ABSTRACT

Vedrete nel secondo dialogo … una descrizion di passi e di passaggi, che più poetica e tropologica, forse, che istoriale sarà da tutti giudicata … mi par che non sia minuzzaria, né petruccia, né sassetto, che non vi vada ad intoppare. Ed in ciò fa giusto com’un pittore; al qual non basta far il semplice ritratto de l’istoria; ma anco, per empir il quadro, e conformarsi con l’arte a la natura, vi depinge de le pietre, di monti, de gli arbori, di fonti, di fiumi, di colline; e vi fa veder qua un regio palaggio, ivi una selva, là un straccio di cielo, in quel canto un mezo sol che nasce, e da passo in passo un ucello, un porco, un cervio, un asino, un cavallo; mentre basta di questo far veder una testa, di quello un corno, de l’altro un quarto di dietro, di costui l’orecchie, di colui l’intiera descrizione; questo con un gesto ed una mina, che non tiene quello e quell’altro, di sorte che con maggior satisfazione di chi remira e giudica viene ad istoriar, come dicono, la figura. Cossì, al proposito, leggete e vedrete quel che voglio dire. (Argomento del secondo dialogo)1

[In the second dialogue you will see: … a description of journeys and voyages, which will be judged by all to be more poetic, and perhaps allegorical, than historical; … so that it seems that, looking here and there at everything with Lynceus’ eyes, and not stopping too much along his walk, he contemplates the great structures (of the universe) while, at the same time, he stumbles over every bit of stone, every pebble.
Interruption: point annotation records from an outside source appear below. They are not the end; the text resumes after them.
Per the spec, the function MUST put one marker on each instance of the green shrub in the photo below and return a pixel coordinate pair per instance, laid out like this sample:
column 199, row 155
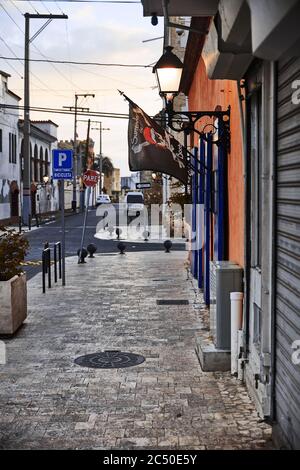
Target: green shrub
column 13, row 248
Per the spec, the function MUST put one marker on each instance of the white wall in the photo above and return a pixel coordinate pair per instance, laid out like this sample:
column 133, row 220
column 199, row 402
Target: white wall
column 8, row 171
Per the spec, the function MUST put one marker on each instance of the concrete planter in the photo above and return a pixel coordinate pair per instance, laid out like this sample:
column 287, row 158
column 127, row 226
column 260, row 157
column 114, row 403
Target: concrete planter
column 13, row 304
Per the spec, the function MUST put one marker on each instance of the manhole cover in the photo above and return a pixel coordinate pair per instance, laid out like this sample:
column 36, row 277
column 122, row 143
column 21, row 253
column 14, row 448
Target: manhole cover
column 109, row 360
column 172, row 302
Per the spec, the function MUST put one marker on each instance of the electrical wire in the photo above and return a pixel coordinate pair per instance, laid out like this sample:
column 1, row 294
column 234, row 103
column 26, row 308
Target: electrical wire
column 66, row 112
column 85, row 1
column 73, row 62
column 36, row 48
In doing this, he acts like a painter for whom it is not enough simply to portray a story, but then, in order to fill up the canvas and to bring his picture into conformity with nature through his art, he also paints stones, mountains, trees, fountains, rivers, and hills; here he shows a royal palace, there a forest, here a stretch of sky, and in that corner the half-disk of the rising sun, and one by one a bird, a pig, a deer, an ass, a horse. But it is enough to show of this animal only the head, of that one only the horn, of another only the hind quarter, of this only the ears, of that the whole; and he portrays each one with a gesture and manner peculiar to him, so that the person who looks and judges can attach substance to the image with greater contentment. In the same manner are you to read and visualize what I have to say.]2

In this prefatory passage, which summarizes the second dialogue of the Cena, Bruno instructs the beholder – who is now explicitly a reader – how to read: Cossì al proposito, leggete, e vedrete quel che voglio dire – ‘In the same manner you are to read and visualize what I have to say.’ The author’s transparency comes both as a welcome relief to a reader who seeks an itinerary to knowledge, and an open challenge to one who hopes to make sense of the competing discourses that will follow in the text. By comparing the process of reading a literary text to the act of viewing a painting, Bruno isolates the need for what we may call the experience of text. This experience should reflect as much as possible the experience of the world, which is an experience of phenomena.